Their work was a labour of love employing the latest techniques to ensure the
accurate sound quality attaining little or no interference. The frequency level
was at a different setting from that used at Moscow Radio thus achieving an
improved quality. The first issue was Beethoven’s Fifth Symphony on D05800/1
in 1959, followed by Beethoven’s Third on D06443/4 in 1960 and Fourth on D09083/4
in 1961. Subsequent releases featured collaborations with Gieseking and Röhn and
symphonies by Brahms and Schubert. The pressings were initially made in runs of
10,000 to 20,000 LPs and sometimes duplicated later in the Union Republics. One
blemish in the releases by Melodiya was one of pieces by Gluck, D’Albert and
Glazounov from the war years (D046683/4). The D’Albert and Glazounov were fakes
as on 2 February 1945 the conductor did not give a concert in Vienna. In the
late-seventies, a superior Moscow Test Factory - Gramzapis opened amplifying the
values of pressings at Aprelevka, distinguished by their black labels with silver
letters. A highlight was the album devoted to Bruckner’s Fifth Symphony and
Schumann’s Cello Concerto on M10-42555/8 from a 1942 concert. The gate-fold
album gave an enlightened account of the conductor whilst crediting the tapes
being from the archives of the Berlin Philharmonic. This was issued in 1980 in a
run of 18,854 copies. No announcement was made as to the provenance of the tapes
and it was not until Gorbachyov’s Perestroika that the tapes were returned to
Germany for issue on the new medium of compact disk, albeit using the unrestored
materials. Regrettably, the original tapes had inevitably aged against the restored
tapes in Melodiya’s archive.
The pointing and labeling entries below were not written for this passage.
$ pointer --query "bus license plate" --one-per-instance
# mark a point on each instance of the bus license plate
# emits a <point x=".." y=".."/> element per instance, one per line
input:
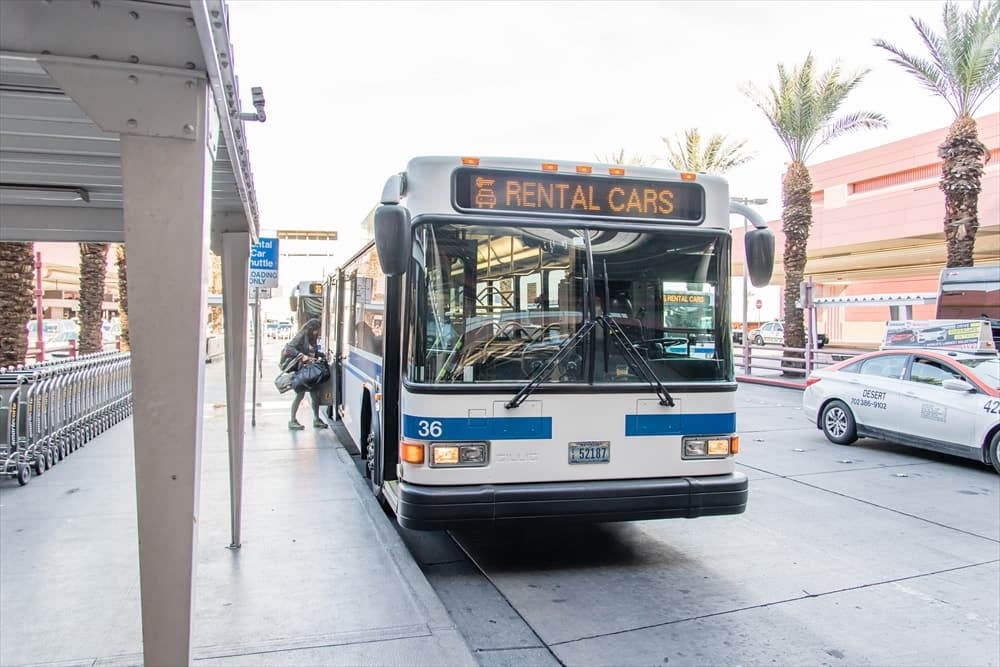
<point x="590" y="452"/>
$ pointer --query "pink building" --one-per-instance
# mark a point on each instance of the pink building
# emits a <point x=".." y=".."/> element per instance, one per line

There remain many more tapes of other broadcasts of
Bruckner, Strauss and contemporary composers, not all are complete and some have
disappeared but to this day there remain hidden treasures in the archives of Russian
State Radio.
There was one factor above all which drew Russian audiences and that was the visceral
electricity to be found listening to these live recordings; whilst Furtwängler’s
musicians were playing to packed halls during a break in RAF bombing raids, the music
gave the Berlin music-lovers that sanctuary in their lives that no one else could in
this perilous time of war. This feeling as if this was the last time the Philharmonic
would be playing allowed concerts that particular quality of the present-day and is
captured on tape for everyone to hear.
The Melodiya recordings bring to light performances of the war-years which express an
intensity and grim calamity often absent from post-war recordings by the conductor.
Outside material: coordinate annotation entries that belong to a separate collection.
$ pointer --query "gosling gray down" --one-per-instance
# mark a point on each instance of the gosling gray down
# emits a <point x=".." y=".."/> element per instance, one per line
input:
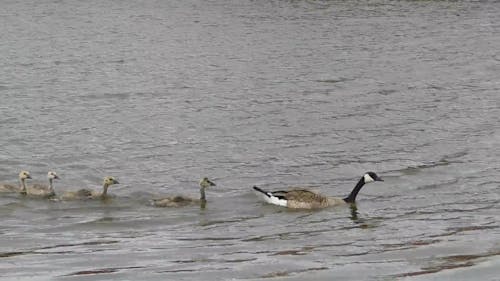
<point x="91" y="194"/>
<point x="180" y="201"/>
<point x="306" y="199"/>
<point x="42" y="190"/>
<point x="21" y="188"/>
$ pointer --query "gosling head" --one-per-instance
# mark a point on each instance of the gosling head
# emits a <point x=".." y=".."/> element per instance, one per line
<point x="371" y="177"/>
<point x="24" y="175"/>
<point x="205" y="182"/>
<point x="110" y="181"/>
<point x="52" y="176"/>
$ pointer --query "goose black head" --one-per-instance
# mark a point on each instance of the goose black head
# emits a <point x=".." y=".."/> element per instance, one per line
<point x="205" y="182"/>
<point x="371" y="177"/>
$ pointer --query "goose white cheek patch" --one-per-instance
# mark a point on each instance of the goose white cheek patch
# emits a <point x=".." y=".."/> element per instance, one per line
<point x="276" y="201"/>
<point x="368" y="178"/>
The reality was that in the face of his concessions off the platform, Furtwängler
offered his musical public – thousands of educated Berliners – the crème de-la crème
of cultural life – refuge from the desperate RAF bombings, a spiritual sanctuary
during the most terrible war in humankind. Furtwängler gave his audiences, albeit
for a few short hours, a respite and solace from the suffering outside the walls of
the Philharmonie. Here the affinity with another world – far distant from that
period – permits Furtwängler’s genius to be considered justly noble.